Professor Paul Santerre (left), pictured with two of his PhD students Yasaman Delaviz and Meghan Wright, is one of several IBBME researchers at the U of T Translational Biology & Engineering Program (TBEP) working on collaborative projects that look at how certain implantable biomaterials might be used to generate replacement heart valves. (Photo: Neil Ta).
January 27, 2017 | By Tyler Irving
A scar on your skin may be insignificant, but a scar on your heart could be deadly. Scar tissue in muscle can impair its function and lead to long-term damage, from limping to heart failure.
Leading-edge research from U of T’s Institute of Biomaterials & Biomedical Engineering (IBBME) is addressing this challenge. Two multidisciplinary teams consisting of engineers, biologists, physicians and other medical experts are designing implantable materials that activate the body’s innate response to injury, leading to more complete healing and preventing harmful complications.
These projects are made possible through Medicine by Design and the Translational Biology and Engineering Program (TBEP), two major collaborative research initiatives led by U of T Engineering faculty members that have been created in the last three years. Medicine by Design and TBEP unite researchers from U of T Engineering and many other Faculties across University of Toronto, as well as external partners at hospitals and research institutions.
Accelerating recovery after trauma
Professor Penney Gilbert is the Canada Research Chair in Endogenous Repair—she looks at cues that “wake up” muscle stem cells and how they can be directed to repair skeletal damage. (Photo: Neil Ta).
After a traumatic injury, muscles can become swollen to the point where they constrict blood flow. This condition, known as compartment syndrome, can lead to death of muscle tissue.
The standard treatment is to cut open the affected area to relieve the pressure, but recovery can take months. Now, a team of biomedical engineers, biologists and physicians aims to speed up the process by activating a type of stem cell found in muscle tissue, called satellite cells.
“Satellite cells are essential for repairing muscle,” says Professor Penney Gilbert, one of the researchers on the project. “We need them to wake up, make copies of themselves, fuse and fix the broken muscle fibres to repair the damage.”
Gilbert and her team study the signaling proteins produced by nearby cells that activate satellite cells. They hope that by mimicking these molecules, they can enhance the body’s natural response to trauma.
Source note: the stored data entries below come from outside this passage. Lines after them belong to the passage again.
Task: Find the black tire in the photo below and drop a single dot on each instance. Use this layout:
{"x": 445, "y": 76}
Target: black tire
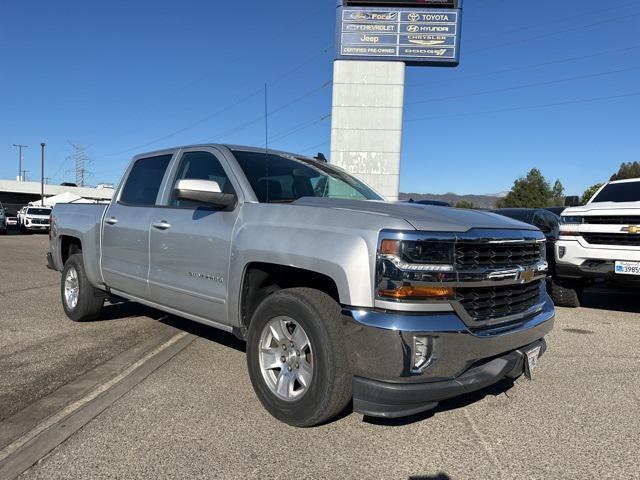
{"x": 329, "y": 391}
{"x": 89, "y": 299}
{"x": 566, "y": 293}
“We could synthesize all those different proteins and deliver them to the area, but it would be very cumbersome,” says Professor Michael Sefton, lead researcher on the collaboration.
Instead, the team aims for a simpler approach. They want to create an implantable material that incorporates the effect of the signaling proteins into its chemical structure. This more elegant solution would still activate the satellite cells, while ensuring that the response stays localized and lasts throughout recovery. “We want a device, not a drug,” says Sefton.
The project is among 20 collaborations funded through Medicine by Design. Sefton and Gilbert are collaborating with Professor Alison McGuigan as well as a number of medical researchers at Toronto-area hospitals.
“We have expertise along the entire pathway, from the fundamental biology of the satellite cells, to the creation of a bio-active material,” says Sefton. “Everyone is contributing to an integrated whole.”
Healing broken hearts
Professor Hai-Ling Margaret Cheng (left) is one of several investigators at TBEP working with Professor Paul Santerre and others on implantable biomaterials for regrowing small blood vessels in the heart. (Photo: Neil Ta).
After a heart attack, the body’s immune system clears away dead cells and stimulates the remaining tissue to repair itself, but the fix is rarely seamless.
“The repair process leaves scars behind,” says Professor Paul Santerre, one of the principal investigators at TBEP. “After years of running inefficiently because of those scars, gradually the walls of the heart begin to weaken, leading to heart failure.”
Santerre and his team have taken a form of polyurethane — a type of plastic — and chemically formulated new monomer configurations, enabling the material to instigate a repair response by the immune system.
“If you get a splinter in your finger, your body will recognize that as something foreign that needs to be eliminated,” says Santerre. “Our degradable polymers bind to proteins that are signals for the immune system, telling it not to go into an inflammatory state, but rather go into a repair state.”
The team recently received funding to develop a cardiac patch that could be used following a heart attack. “The ultimate goal would be to build a construct out of our material, seed it with a patient’s own stem cells in the lab, grow the tissue within a couple of weeks and then insert that as a patch to coach local repair.” The patch could lead to more complete healing, minimizing long-term damage.
Santerre is also collaborating with fellow TBEP members Craig Simmons and Hai-Ling Margaret Cheng on other applications of the material, such as generating replacement heart valves or regrowing small blood vessels in the heart. “To have leading experts in biomechanics, medical imaging and genomics, all within seconds of my office, that’s really going to accelerate this work.”